Dans la crainte d’un enlisement, des éléments du GIGN, l’unité d’intervention d’élite de la gendarmerie française, du RAID, son équivalent pour la police, quatre escadrons de gendarmes mobiles et deux sections de la CRS 8, une unité spécialisée dans la lutte contre les violences urbaines, ont été mobilisés.
Tout rassemblement a été interdit dans le grand Nouméa, de même que le port d’armes et la vente d’alcool dans l’ensemble de l’archipel, a indiqué le haut-commissariat, qui a invité les 270.000 habitants de Nouvelle-Calédonie à rester chez eux.
Le gouvernement calédonien a annoncé la fermeture des lycées et collèges jusqu’à nouvel ordre. L’aéroport international est fermé et la compagnie Aircalin a suspendu ses vols mardi.

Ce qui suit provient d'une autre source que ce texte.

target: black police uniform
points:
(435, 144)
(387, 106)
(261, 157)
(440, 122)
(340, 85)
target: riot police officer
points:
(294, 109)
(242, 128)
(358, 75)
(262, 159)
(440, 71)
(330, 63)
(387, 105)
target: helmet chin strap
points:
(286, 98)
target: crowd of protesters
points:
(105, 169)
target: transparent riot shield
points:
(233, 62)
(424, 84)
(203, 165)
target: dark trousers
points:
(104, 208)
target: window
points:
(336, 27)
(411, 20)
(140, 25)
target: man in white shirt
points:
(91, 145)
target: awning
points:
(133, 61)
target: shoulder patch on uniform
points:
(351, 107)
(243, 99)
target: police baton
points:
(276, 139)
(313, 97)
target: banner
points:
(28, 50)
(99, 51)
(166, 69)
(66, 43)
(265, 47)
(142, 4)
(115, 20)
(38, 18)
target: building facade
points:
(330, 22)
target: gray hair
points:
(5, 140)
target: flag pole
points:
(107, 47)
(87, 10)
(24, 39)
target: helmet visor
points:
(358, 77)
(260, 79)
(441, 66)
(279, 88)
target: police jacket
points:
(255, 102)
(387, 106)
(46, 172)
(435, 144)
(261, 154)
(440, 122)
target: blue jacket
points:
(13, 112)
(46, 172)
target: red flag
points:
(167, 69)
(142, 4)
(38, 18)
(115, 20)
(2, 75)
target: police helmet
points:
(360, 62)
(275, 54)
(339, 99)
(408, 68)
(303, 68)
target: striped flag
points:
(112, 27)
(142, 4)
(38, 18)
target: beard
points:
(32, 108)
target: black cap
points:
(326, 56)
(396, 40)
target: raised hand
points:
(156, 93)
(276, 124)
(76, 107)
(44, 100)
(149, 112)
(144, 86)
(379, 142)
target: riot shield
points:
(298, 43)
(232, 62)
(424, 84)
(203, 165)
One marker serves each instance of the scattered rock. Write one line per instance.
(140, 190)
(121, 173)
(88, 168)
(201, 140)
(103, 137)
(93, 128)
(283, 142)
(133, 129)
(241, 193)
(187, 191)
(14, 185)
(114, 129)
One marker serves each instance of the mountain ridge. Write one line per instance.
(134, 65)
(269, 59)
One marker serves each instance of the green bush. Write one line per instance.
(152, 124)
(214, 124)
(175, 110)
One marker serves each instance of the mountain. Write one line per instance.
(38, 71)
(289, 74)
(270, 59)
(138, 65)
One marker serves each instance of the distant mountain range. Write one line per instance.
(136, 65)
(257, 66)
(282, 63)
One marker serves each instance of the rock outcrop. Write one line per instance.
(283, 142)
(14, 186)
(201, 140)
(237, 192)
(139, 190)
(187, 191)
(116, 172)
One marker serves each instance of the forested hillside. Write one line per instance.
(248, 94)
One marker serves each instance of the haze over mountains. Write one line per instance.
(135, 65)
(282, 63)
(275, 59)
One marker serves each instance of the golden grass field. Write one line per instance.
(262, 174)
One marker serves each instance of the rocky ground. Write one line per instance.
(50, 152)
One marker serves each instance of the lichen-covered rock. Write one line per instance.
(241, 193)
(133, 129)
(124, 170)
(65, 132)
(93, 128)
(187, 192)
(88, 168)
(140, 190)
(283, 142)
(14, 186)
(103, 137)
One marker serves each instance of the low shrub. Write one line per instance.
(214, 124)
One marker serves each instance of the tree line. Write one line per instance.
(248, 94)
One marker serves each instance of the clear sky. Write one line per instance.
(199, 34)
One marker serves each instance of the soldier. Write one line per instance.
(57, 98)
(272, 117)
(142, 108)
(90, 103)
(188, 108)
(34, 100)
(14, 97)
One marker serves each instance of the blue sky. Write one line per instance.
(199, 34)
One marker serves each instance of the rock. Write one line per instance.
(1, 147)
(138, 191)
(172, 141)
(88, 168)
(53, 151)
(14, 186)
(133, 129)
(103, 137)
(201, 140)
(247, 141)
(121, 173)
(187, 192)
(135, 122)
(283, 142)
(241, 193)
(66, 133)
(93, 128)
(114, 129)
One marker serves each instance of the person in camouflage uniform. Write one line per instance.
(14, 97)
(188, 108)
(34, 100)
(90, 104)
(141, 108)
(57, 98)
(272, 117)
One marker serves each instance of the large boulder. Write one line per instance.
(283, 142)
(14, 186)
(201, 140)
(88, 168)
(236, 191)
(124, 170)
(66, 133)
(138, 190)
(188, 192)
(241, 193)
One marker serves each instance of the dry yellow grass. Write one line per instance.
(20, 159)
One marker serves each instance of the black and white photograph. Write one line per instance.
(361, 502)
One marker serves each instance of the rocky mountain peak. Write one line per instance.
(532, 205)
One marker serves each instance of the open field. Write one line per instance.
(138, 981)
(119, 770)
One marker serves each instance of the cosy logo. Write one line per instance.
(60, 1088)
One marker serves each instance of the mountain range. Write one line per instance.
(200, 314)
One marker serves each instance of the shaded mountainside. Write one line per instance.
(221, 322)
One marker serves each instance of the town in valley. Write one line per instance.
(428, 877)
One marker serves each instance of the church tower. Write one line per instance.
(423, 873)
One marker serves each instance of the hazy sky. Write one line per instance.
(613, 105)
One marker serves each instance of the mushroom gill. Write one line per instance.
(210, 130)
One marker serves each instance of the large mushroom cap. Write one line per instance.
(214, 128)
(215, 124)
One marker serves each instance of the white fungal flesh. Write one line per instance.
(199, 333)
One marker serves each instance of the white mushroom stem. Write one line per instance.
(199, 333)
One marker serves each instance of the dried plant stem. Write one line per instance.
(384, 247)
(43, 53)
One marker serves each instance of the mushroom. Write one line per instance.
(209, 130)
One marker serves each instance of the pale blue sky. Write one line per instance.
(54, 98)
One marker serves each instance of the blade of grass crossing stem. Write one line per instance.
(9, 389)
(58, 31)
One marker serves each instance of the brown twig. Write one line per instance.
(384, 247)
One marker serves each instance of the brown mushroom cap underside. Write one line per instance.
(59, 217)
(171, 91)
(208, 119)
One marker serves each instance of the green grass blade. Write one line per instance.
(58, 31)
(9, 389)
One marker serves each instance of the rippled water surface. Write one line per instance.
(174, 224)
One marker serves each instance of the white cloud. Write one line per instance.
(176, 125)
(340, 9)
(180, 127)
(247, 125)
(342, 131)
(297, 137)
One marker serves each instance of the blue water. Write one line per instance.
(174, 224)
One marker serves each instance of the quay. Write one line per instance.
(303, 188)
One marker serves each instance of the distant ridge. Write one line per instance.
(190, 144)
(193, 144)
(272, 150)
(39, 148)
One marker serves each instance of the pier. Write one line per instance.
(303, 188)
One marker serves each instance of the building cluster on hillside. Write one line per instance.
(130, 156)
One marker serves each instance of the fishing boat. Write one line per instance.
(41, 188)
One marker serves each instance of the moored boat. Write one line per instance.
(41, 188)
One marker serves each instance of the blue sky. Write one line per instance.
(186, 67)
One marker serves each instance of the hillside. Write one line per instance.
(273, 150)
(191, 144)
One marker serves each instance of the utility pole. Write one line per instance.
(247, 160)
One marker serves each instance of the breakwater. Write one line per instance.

Le ministre néo-zélandais des Affaires étrangères, Winston Peters, qui devait se rendre à Nouméa cette semaine, a reporté sa visite « pour permettre aux autorités de se concentrer entièrement sur la situation actuelle ».
Les autorités s’inquiètent particulièrement de la situation dans une usine incendiée située à l’entrée de Nouméa dans laquelle une trentaine d’émeutiers étaient retranchés mardi. « Nous leur demandons instamment de quitter les lieux, en raison du risque d’explosion imminent » de deux cuves d’hydrogène situées sur le site, a indiqué M. Le Franc.
Mardi, les rues de Nouméa et de sa banlieue étaient parsemées de carcasses de voitures incendiées et débris fumants de pneus et de palettes de bois, a constaté un correspondant de l’AFP sur place. Même si la situation semblait plus calme, de nombreuses barricades restaient actives.
Alors qu’un vote solennel était normalement prévu mardi après-midi, les débats à l’Assemblée nationale n’ont pas pu être menés à leur terme dans la nuit. Le nouveau calendrier sera acté mardi matin.
Après celle du Sénat, l’approbation de l’Assemblée est nécessaire pour faire cheminer ce texte, avant de réunir le Parlement en Congrès pour réviser la Constitution, à une date qui reste à fixer.
Prônant l’apaisement, le Président Emmanuel Macron a promis dimanche de ne pas convoquer le Congrès « dans la foulée » du vote de l’Assemblée, selon son entourage, pour « privilégier le dialogue ».